A research at North Carolina State University shows an enhanced system that will develop carbon nanofibers of particular dimensions.
Dr. Anatoli Melechko, associate professor of materials science and engineering at NC State who has co-authored the research paper, says carbon nanofibers can be used in multiple applications. But their dimensions restrict their use.
The research reveals that nickel nanoparticles covered with a ligand shell can help cultivate carbon nanofibers of consistent diameter. Ligands are tiny organic molecules with working groups that attach themselves directly to metals. At high temperatures they can act like catalysts to cultivate carbon nanofibers.
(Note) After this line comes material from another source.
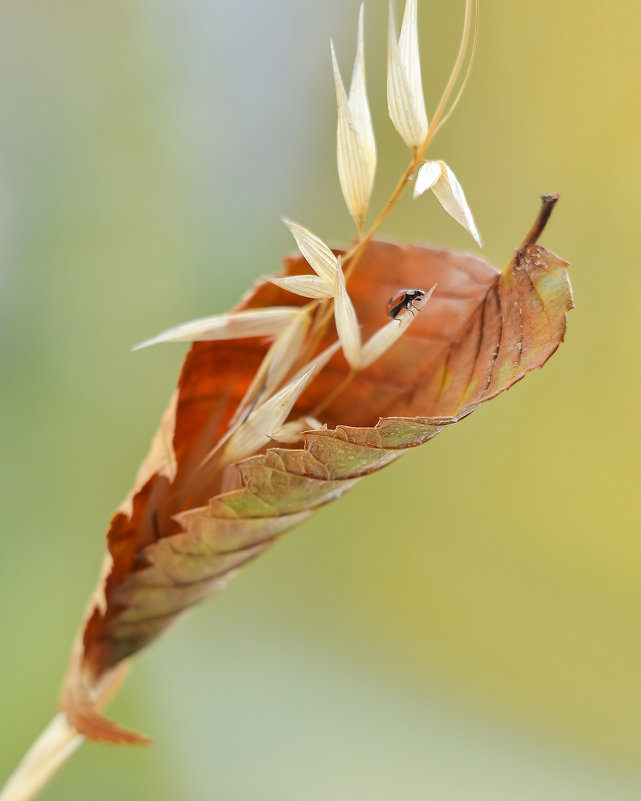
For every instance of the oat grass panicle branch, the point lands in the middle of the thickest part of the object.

The ligand shell made up of trioctylphosphine alters at high temperatures to finally become a graphite-like shell, says Dr. Joe Tracy, assistant professor of materials science and engineering at NC State, who has also written the research paper. The shells stop the nickel particles from sticking to each other at high temperatures. This sticking is a deterrent to the formation of the nanoparticles. Nanoparticles help develop nanofibers since the fibers are inclined to have the same diameter as the parent nanoparticles. Nanofibers of 20 nanometers in diameter need nanoparticles of 20nm in diameter. If the nanoparticles stick to each other it causes nanofibers of many varying dimensions. The research explains the connection between nickel nanoparticles, ligands and carbon nanofiber generation. Nanofibers developed from nanoparticles determine the growth of the nanofibers and they way they are arranged.